Daniel tiene 36 años, nació el 2 de noviembre de 1968 en Maravatío Michoacán, su padre (Salvador González) falleció hace diez años y para Daniel ha sido el trago más amargo que ha tenido que superar, incluso existe un distanciamiento con su familia paterna, pero le ayuda la buena relación que lleva con su mamá (Yanin Troyo) y con sus cuatro hermanos (Paty de 42 años, Salvador de 40, Susana de 38 y Claudia de 27), juntos tuvieron que superar la experiencia de vender la hacienda que era propiedad de su padre y dejar ahí los recuerdos de la infancia que vivieron con él. “Troyo” (como le llaman sus amigos) es soltero y dedica su tiempo a la pintura, fotografía y a preparar performance, su trabajo le fascina y es lo más enriquecedor que ha encontrado en su vida. Ahora vive solo, con su actual pareja lleva tres años y describe su relación como lo más especial que ha tenido por que están viviendo una etapa de madurez que les hace apreciar y valorar mejor lo que tienen.
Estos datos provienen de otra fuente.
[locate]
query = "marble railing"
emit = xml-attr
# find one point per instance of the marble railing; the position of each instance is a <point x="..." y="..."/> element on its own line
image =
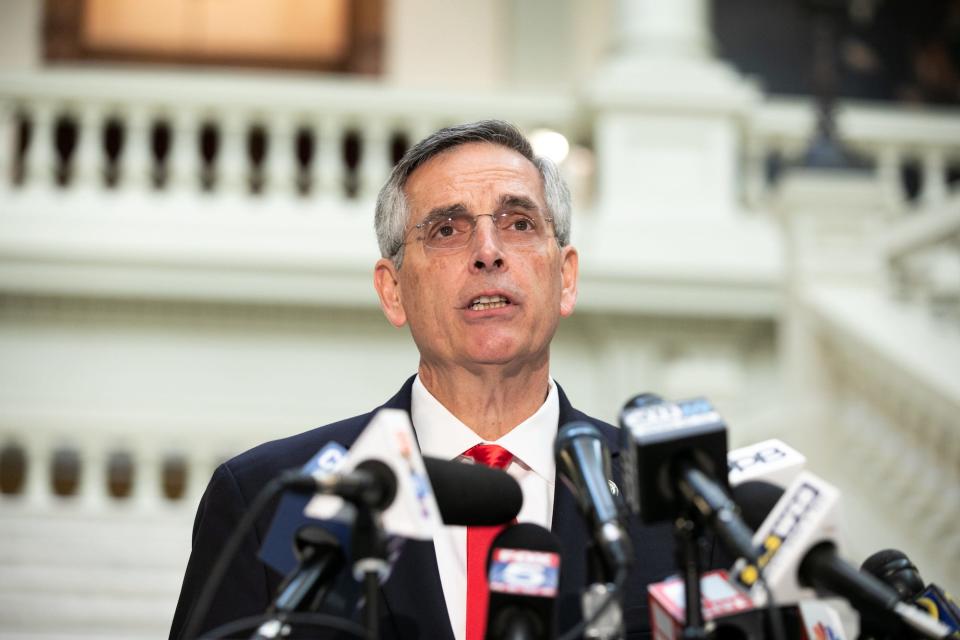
<point x="889" y="435"/>
<point x="284" y="136"/>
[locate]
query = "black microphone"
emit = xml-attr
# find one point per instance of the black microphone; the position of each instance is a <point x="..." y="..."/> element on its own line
<point x="469" y="495"/>
<point x="799" y="542"/>
<point x="583" y="460"/>
<point x="894" y="568"/>
<point x="523" y="570"/>
<point x="680" y="452"/>
<point x="473" y="495"/>
<point x="372" y="483"/>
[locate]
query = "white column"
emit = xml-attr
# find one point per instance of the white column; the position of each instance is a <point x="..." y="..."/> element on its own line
<point x="135" y="162"/>
<point x="37" y="487"/>
<point x="668" y="122"/>
<point x="40" y="161"/>
<point x="675" y="28"/>
<point x="888" y="172"/>
<point x="93" y="487"/>
<point x="232" y="159"/>
<point x="8" y="144"/>
<point x="147" y="491"/>
<point x="328" y="159"/>
<point x="184" y="162"/>
<point x="374" y="158"/>
<point x="934" y="178"/>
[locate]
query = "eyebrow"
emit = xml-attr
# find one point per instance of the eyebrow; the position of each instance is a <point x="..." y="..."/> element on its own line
<point x="507" y="201"/>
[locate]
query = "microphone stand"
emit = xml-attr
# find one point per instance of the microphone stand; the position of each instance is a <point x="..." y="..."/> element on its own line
<point x="609" y="624"/>
<point x="304" y="590"/>
<point x="371" y="566"/>
<point x="687" y="535"/>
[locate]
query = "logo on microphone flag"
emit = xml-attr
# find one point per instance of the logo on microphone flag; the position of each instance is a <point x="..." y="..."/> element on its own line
<point x="525" y="572"/>
<point x="389" y="438"/>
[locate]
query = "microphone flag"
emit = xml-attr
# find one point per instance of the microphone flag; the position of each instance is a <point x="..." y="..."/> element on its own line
<point x="389" y="438"/>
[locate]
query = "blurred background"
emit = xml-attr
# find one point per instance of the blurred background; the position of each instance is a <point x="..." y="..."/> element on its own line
<point x="767" y="207"/>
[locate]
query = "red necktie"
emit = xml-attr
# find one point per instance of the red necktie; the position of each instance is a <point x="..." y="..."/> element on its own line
<point x="478" y="546"/>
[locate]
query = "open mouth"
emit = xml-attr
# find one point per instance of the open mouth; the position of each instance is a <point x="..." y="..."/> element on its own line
<point x="488" y="302"/>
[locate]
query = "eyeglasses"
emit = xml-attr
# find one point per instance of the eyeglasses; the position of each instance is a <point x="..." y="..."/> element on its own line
<point x="455" y="230"/>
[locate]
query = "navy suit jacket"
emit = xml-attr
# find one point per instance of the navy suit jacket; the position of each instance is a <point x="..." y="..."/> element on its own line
<point x="412" y="602"/>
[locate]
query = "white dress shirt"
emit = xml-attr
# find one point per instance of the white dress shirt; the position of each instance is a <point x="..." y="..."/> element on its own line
<point x="442" y="435"/>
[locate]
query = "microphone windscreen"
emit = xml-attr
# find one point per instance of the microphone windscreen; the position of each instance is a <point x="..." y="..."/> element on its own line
<point x="528" y="536"/>
<point x="473" y="495"/>
<point x="756" y="500"/>
<point x="894" y="567"/>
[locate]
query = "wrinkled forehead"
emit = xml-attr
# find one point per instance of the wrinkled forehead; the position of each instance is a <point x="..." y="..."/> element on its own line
<point x="476" y="176"/>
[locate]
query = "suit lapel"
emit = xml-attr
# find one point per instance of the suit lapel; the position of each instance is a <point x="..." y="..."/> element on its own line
<point x="413" y="594"/>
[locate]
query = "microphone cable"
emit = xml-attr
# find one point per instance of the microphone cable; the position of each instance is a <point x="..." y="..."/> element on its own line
<point x="618" y="582"/>
<point x="322" y="620"/>
<point x="293" y="479"/>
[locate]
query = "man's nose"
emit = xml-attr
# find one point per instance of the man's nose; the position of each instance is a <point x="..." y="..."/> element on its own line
<point x="485" y="245"/>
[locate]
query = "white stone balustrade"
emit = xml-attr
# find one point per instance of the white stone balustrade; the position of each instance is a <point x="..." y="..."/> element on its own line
<point x="232" y="107"/>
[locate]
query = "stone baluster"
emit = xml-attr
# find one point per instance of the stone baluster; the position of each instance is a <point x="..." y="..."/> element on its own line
<point x="233" y="158"/>
<point x="375" y="161"/>
<point x="934" y="178"/>
<point x="754" y="176"/>
<point x="37" y="487"/>
<point x="87" y="166"/>
<point x="40" y="162"/>
<point x="280" y="164"/>
<point x="419" y="129"/>
<point x="199" y="471"/>
<point x="328" y="159"/>
<point x="888" y="173"/>
<point x="135" y="162"/>
<point x="8" y="144"/>
<point x="184" y="161"/>
<point x="93" y="485"/>
<point x="679" y="28"/>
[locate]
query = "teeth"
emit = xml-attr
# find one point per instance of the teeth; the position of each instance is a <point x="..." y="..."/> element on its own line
<point x="488" y="302"/>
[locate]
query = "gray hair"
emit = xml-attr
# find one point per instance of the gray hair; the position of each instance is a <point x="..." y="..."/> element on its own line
<point x="392" y="213"/>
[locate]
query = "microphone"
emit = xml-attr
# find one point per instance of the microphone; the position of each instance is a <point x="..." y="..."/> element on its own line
<point x="523" y="569"/>
<point x="372" y="483"/>
<point x="799" y="542"/>
<point x="680" y="453"/>
<point x="730" y="611"/>
<point x="583" y="460"/>
<point x="305" y="590"/>
<point x="468" y="495"/>
<point x="895" y="569"/>
<point x="473" y="495"/>
<point x="771" y="461"/>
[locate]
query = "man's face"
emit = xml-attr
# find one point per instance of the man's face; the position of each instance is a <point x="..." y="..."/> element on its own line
<point x="436" y="290"/>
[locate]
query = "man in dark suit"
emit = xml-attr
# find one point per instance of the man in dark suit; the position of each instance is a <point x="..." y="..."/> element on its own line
<point x="474" y="233"/>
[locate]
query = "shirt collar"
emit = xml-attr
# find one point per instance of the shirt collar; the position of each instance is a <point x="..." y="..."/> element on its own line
<point x="441" y="434"/>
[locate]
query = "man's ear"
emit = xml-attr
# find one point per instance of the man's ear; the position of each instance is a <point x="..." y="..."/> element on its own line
<point x="386" y="280"/>
<point x="569" y="271"/>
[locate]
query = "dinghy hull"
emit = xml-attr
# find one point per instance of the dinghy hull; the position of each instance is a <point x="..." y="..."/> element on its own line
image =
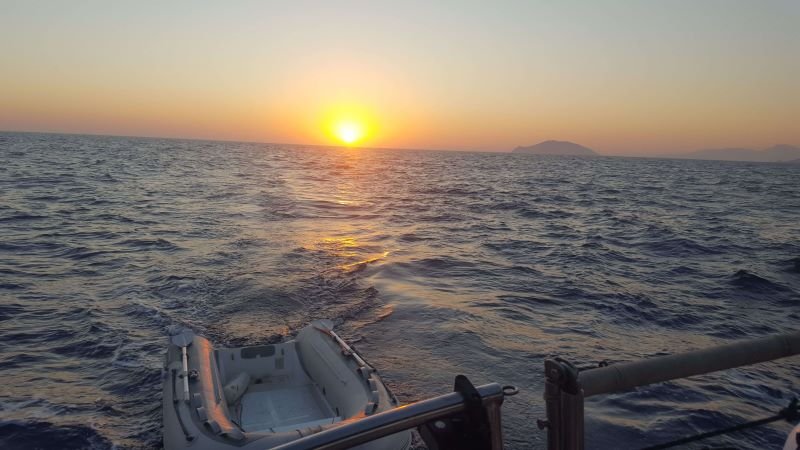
<point x="264" y="396"/>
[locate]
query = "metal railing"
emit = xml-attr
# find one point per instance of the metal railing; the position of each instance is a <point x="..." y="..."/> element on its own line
<point x="567" y="387"/>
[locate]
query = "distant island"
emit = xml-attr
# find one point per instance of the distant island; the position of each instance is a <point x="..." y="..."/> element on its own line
<point x="777" y="153"/>
<point x="556" y="148"/>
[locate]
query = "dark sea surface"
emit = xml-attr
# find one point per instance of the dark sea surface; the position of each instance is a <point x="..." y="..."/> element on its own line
<point x="432" y="263"/>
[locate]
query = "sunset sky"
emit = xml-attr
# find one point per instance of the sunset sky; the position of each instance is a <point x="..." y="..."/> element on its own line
<point x="620" y="77"/>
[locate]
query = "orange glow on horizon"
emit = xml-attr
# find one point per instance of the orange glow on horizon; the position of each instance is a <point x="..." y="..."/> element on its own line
<point x="348" y="124"/>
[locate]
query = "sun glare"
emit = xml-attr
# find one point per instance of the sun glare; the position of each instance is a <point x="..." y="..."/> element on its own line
<point x="349" y="132"/>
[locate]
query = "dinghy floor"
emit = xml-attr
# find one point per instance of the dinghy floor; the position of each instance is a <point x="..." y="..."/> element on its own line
<point x="284" y="408"/>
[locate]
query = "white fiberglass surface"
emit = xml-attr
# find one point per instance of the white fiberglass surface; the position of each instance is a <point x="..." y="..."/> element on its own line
<point x="283" y="408"/>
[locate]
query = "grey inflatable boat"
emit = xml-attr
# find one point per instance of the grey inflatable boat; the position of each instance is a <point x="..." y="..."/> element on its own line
<point x="264" y="396"/>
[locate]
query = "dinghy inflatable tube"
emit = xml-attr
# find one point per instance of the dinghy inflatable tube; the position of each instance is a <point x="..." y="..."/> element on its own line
<point x="260" y="397"/>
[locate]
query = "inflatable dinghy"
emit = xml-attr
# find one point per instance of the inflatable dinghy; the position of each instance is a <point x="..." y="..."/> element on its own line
<point x="264" y="396"/>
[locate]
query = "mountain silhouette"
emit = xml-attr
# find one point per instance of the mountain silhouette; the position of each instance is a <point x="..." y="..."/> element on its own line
<point x="556" y="148"/>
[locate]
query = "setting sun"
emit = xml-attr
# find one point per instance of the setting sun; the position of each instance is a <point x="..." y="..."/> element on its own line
<point x="349" y="132"/>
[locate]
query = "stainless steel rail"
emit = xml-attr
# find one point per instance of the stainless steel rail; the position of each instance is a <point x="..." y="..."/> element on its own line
<point x="566" y="387"/>
<point x="403" y="418"/>
<point x="624" y="376"/>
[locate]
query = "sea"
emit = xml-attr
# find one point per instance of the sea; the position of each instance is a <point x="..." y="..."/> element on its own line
<point x="431" y="263"/>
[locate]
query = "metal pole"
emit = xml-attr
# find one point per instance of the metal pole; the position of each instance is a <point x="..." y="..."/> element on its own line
<point x="393" y="421"/>
<point x="626" y="376"/>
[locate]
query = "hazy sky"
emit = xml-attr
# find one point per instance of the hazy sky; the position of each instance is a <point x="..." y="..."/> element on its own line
<point x="617" y="76"/>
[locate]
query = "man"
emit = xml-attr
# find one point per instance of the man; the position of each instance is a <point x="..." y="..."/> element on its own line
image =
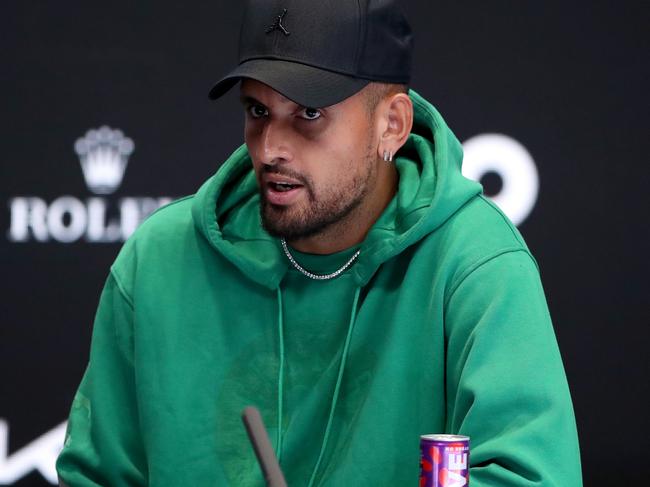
<point x="337" y="272"/>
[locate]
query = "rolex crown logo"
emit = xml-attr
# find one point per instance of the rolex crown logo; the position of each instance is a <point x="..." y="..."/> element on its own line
<point x="104" y="154"/>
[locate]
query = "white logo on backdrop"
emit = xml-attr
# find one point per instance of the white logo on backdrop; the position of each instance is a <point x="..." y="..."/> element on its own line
<point x="39" y="455"/>
<point x="515" y="166"/>
<point x="104" y="155"/>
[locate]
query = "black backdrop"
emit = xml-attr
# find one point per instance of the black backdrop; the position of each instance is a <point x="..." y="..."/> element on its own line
<point x="568" y="80"/>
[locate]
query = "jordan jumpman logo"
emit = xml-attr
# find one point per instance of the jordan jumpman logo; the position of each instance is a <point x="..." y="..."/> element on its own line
<point x="277" y="24"/>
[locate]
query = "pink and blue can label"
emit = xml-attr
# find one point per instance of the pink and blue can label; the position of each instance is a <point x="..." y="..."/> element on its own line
<point x="444" y="461"/>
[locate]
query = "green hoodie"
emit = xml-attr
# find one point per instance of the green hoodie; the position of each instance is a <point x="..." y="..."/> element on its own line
<point x="441" y="325"/>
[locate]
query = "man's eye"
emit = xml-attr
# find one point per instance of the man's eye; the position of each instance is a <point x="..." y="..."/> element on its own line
<point x="310" y="113"/>
<point x="257" y="111"/>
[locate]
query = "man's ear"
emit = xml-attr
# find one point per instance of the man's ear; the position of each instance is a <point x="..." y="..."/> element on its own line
<point x="397" y="121"/>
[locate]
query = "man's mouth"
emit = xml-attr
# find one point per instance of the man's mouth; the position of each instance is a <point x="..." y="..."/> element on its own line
<point x="283" y="187"/>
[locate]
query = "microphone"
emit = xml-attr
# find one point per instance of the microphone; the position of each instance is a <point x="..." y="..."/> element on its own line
<point x="262" y="446"/>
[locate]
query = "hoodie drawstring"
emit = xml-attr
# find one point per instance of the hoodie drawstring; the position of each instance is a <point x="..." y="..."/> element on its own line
<point x="278" y="440"/>
<point x="337" y="387"/>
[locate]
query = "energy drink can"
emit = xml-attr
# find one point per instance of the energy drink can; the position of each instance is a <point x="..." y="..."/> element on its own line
<point x="444" y="461"/>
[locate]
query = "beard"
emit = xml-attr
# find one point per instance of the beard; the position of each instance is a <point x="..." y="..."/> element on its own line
<point x="321" y="210"/>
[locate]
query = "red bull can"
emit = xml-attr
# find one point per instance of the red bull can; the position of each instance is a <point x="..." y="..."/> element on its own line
<point x="444" y="461"/>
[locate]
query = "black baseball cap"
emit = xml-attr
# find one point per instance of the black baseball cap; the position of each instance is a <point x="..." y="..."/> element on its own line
<point x="319" y="52"/>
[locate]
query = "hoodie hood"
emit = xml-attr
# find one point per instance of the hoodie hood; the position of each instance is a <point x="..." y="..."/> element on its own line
<point x="431" y="189"/>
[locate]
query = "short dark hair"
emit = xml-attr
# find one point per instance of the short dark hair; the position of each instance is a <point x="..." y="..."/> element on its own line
<point x="376" y="91"/>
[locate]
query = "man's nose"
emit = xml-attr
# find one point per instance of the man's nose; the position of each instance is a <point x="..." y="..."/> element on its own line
<point x="275" y="148"/>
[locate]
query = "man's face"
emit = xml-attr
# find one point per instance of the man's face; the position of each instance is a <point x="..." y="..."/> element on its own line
<point x="315" y="167"/>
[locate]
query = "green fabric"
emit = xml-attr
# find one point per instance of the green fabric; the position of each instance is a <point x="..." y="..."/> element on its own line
<point x="440" y="326"/>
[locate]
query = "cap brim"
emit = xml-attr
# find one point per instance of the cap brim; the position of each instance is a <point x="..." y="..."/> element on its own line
<point x="305" y="85"/>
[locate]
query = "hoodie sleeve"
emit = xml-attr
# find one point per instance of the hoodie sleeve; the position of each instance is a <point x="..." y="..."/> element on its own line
<point x="102" y="445"/>
<point x="506" y="386"/>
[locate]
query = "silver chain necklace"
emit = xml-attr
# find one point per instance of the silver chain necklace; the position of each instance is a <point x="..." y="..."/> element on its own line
<point x="311" y="275"/>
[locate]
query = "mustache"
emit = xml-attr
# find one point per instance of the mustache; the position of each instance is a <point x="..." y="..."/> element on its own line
<point x="283" y="171"/>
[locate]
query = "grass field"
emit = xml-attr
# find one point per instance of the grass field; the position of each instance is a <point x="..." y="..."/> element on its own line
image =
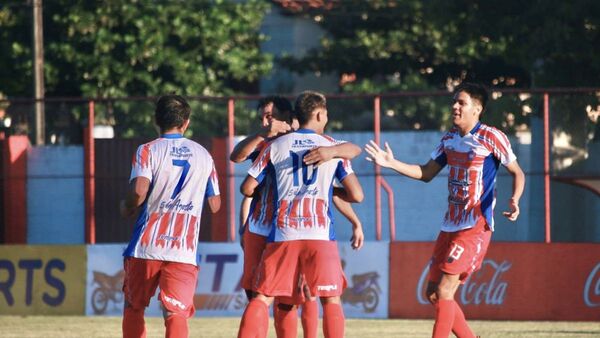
<point x="84" y="327"/>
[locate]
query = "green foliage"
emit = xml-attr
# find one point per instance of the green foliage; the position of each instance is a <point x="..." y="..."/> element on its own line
<point x="124" y="48"/>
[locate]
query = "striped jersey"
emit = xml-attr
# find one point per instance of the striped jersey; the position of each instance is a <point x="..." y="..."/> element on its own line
<point x="181" y="174"/>
<point x="262" y="207"/>
<point x="473" y="162"/>
<point x="302" y="193"/>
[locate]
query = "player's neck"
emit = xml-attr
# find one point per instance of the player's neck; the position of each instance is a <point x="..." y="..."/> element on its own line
<point x="314" y="127"/>
<point x="464" y="130"/>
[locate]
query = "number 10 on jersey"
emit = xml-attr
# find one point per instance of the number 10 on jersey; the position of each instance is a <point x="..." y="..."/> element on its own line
<point x="297" y="163"/>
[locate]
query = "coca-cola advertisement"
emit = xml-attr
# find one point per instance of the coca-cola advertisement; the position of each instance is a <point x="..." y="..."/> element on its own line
<point x="517" y="281"/>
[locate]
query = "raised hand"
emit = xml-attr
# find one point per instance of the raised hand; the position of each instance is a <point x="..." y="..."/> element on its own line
<point x="513" y="214"/>
<point x="378" y="155"/>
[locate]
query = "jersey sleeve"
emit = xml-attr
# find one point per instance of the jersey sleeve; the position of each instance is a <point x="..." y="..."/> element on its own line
<point x="438" y="154"/>
<point x="141" y="164"/>
<point x="254" y="155"/>
<point x="344" y="168"/>
<point x="259" y="166"/>
<point x="500" y="147"/>
<point x="212" y="185"/>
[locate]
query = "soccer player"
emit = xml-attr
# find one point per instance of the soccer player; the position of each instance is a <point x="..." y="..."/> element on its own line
<point x="171" y="177"/>
<point x="302" y="240"/>
<point x="473" y="152"/>
<point x="277" y="119"/>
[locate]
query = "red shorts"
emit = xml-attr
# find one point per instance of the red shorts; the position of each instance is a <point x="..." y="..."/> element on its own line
<point x="460" y="253"/>
<point x="284" y="262"/>
<point x="177" y="282"/>
<point x="254" y="245"/>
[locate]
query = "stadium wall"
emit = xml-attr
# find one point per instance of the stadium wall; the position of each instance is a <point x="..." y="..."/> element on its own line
<point x="518" y="281"/>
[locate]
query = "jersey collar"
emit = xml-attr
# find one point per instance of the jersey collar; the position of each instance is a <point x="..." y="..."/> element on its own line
<point x="476" y="128"/>
<point x="305" y="131"/>
<point x="171" y="135"/>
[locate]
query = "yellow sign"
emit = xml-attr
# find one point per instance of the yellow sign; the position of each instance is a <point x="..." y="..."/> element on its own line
<point x="42" y="280"/>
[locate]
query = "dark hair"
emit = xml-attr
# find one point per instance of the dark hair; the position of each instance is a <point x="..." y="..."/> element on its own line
<point x="283" y="105"/>
<point x="476" y="91"/>
<point x="171" y="111"/>
<point x="306" y="103"/>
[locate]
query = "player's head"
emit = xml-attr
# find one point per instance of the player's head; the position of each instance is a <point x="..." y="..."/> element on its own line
<point x="275" y="107"/>
<point x="172" y="111"/>
<point x="469" y="102"/>
<point x="311" y="106"/>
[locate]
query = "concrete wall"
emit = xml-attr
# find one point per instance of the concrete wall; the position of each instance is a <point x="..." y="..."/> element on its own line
<point x="55" y="200"/>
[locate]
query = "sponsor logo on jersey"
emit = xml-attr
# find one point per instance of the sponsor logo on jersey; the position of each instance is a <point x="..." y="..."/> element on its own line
<point x="176" y="205"/>
<point x="303" y="143"/>
<point x="182" y="151"/>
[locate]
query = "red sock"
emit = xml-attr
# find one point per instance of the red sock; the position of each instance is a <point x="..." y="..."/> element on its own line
<point x="255" y="321"/>
<point x="133" y="323"/>
<point x="460" y="328"/>
<point x="333" y="320"/>
<point x="285" y="317"/>
<point x="444" y="318"/>
<point x="310" y="318"/>
<point x="176" y="326"/>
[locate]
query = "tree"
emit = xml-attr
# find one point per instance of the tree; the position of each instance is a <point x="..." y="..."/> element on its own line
<point x="124" y="48"/>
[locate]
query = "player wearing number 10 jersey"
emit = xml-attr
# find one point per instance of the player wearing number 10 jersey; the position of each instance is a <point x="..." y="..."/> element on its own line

Daniel recuerda que en algún momento de su vida quiso mucho a una persona pero la relación se terminó por que esa persona cayó en el alcohol y nunca se dejó ayudar.
Los amigos de este Michoacano son de cualquier extracto social, convive con gente de todo tipo y le gusta ir a divertirse a bares gays, le encanta la música electrónica y disfruta de las canciones de los años 80´s de Madonna, pero puede llorar fácilmente con la música ranchera.
En cuanto a los deportes, práctica natación y barra, disfruta hacer ejercicio por salud más que por apariencia física, está muy satisfecho con su cuerpo y no pensaría en hacerse alguna cirugía.
Daniel entra a la casa de Big Brother para demostrar lo valioso que son las relaciones humanas, además de disfrutar de esa experiencia única, espera que la gente lo perciba tal como es.